Lately it is very difficult to choose between the lard and oil for cooking, because we have many more choices. However, is animal fat the healthiest for making food?
It has been a subject of debate for years, and the majority of consumers say that it is at least confusing. It’s no wonder, because we are bombarded with a bunch of conflicting information about whether and which fats are good for our health.
For example, olive oil, which is in the form of practically cold medicine, has a very low smoke point and it changes its composition, while other oil are less sensitive to high temperatures.
Scientists have long considered that the sunflower oil is far safer as it begins to “smoke” only when it reaches more than 225 degrees Celsius, while in the case of olive oil that heat limit is between 160 and 190 degrees of Celsius.

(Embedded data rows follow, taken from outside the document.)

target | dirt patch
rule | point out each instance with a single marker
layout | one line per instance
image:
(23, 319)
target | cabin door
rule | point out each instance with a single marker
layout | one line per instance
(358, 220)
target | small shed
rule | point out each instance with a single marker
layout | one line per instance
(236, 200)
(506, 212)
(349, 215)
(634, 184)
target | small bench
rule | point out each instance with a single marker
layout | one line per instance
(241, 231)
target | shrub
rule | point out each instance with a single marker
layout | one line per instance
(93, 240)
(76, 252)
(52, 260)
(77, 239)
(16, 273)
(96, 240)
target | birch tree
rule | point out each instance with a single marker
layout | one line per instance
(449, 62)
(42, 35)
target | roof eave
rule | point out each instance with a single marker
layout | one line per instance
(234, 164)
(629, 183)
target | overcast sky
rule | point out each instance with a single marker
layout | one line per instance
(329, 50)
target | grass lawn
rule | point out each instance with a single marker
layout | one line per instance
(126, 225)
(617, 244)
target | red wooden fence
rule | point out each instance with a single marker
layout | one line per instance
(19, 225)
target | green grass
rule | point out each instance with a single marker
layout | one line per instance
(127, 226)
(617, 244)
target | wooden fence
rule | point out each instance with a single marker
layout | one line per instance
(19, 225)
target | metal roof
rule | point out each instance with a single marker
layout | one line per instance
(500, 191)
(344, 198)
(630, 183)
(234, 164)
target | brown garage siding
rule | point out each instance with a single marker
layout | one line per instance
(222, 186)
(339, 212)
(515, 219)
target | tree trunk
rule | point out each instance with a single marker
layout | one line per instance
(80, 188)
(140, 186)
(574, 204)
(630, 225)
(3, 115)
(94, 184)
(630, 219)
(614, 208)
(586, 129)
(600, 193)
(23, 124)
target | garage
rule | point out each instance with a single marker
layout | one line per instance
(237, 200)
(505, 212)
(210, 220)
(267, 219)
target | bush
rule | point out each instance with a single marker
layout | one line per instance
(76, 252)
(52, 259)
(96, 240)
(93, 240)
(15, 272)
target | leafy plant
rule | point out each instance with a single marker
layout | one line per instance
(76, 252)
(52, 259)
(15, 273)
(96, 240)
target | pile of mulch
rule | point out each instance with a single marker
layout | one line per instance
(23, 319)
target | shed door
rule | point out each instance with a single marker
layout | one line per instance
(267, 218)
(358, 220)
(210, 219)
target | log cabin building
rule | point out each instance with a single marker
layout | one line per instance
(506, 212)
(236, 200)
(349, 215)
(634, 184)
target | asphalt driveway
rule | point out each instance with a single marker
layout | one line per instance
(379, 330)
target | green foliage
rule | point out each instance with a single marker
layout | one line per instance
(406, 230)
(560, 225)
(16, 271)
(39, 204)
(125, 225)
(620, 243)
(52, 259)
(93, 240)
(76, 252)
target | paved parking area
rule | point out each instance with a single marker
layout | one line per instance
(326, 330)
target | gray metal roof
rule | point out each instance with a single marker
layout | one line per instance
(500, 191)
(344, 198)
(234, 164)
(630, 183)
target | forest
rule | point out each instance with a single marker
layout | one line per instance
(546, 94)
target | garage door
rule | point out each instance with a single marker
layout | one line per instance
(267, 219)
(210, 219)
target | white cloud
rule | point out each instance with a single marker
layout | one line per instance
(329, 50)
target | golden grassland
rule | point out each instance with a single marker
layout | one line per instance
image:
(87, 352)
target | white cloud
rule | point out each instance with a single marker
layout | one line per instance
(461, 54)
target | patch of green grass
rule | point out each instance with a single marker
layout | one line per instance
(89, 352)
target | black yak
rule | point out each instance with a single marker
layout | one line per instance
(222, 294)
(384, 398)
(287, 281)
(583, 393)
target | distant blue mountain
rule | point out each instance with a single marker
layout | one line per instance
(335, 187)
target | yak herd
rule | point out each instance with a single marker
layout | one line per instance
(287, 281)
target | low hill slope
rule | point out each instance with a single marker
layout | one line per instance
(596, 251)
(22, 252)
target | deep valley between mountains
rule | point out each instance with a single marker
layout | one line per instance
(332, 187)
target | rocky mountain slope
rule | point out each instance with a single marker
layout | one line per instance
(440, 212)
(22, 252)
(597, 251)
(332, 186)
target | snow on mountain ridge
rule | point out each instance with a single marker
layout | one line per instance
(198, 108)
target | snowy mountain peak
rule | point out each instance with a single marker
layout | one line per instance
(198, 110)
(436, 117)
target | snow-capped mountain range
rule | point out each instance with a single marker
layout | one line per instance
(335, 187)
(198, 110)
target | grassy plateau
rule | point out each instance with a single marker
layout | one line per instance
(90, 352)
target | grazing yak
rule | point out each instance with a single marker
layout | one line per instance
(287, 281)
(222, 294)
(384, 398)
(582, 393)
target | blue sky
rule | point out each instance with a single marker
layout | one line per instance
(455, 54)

A group of researchers from BBC Television in cooperation with the De Monfort University conducted a research of which oils are healthiest for cooking. The sample consisted of sunflower oil, vegetable oil, corn oil, cold-pressed rapeseed oil, olive oil (extra virgin and refined), butter, goose fat and lard.
After preparing food with each of these fats, samples were sent to the university laboratory where bioanalytical chemistry professor Martin Grutveld analyzed their composition.
The findings surprised researchers. For instance, it turns out that cooking with sunflower oil, despite previous knowledge, is the worst option and that “criticized” lard is far better.
Namely, when the fat and oil are heated to high temperatures, they start the process of oxidation: they react with oxygen from the air and form substances including aldehydes and lipid peroxides. The situation is similar at room temperature, but is far more slowly.
The problem lies in the mentioned aldehydes. Even inhaling these substances in small amounts increases the risk of cancer and heart disease.
“We found that polyunsaturated oils, such as corn and sunflower oils, produce most of the aldehyde,” explains Professor Grutveld.
“There’s nothing wrong with these oils, until you start to heat them up.”
Grutveld even found two previously unknown aldehydes in food samples fried in these kinds of oil, which means that there are even more of toxic constituents than previously thought.
Unlike them, olive oil and cold-pressed rapeseed oil contain far less aldehydes, as well as butter and goose fat. The reason is that these fats contain more monounsaturated and saturated fat, which makes them more stable at high temperatures.
However, animal fats are far better for the thermal treatment of food in relation to the oil.
“If I had to choose between fat and sunflower oil, still would have chosen fat,” says Grutveld.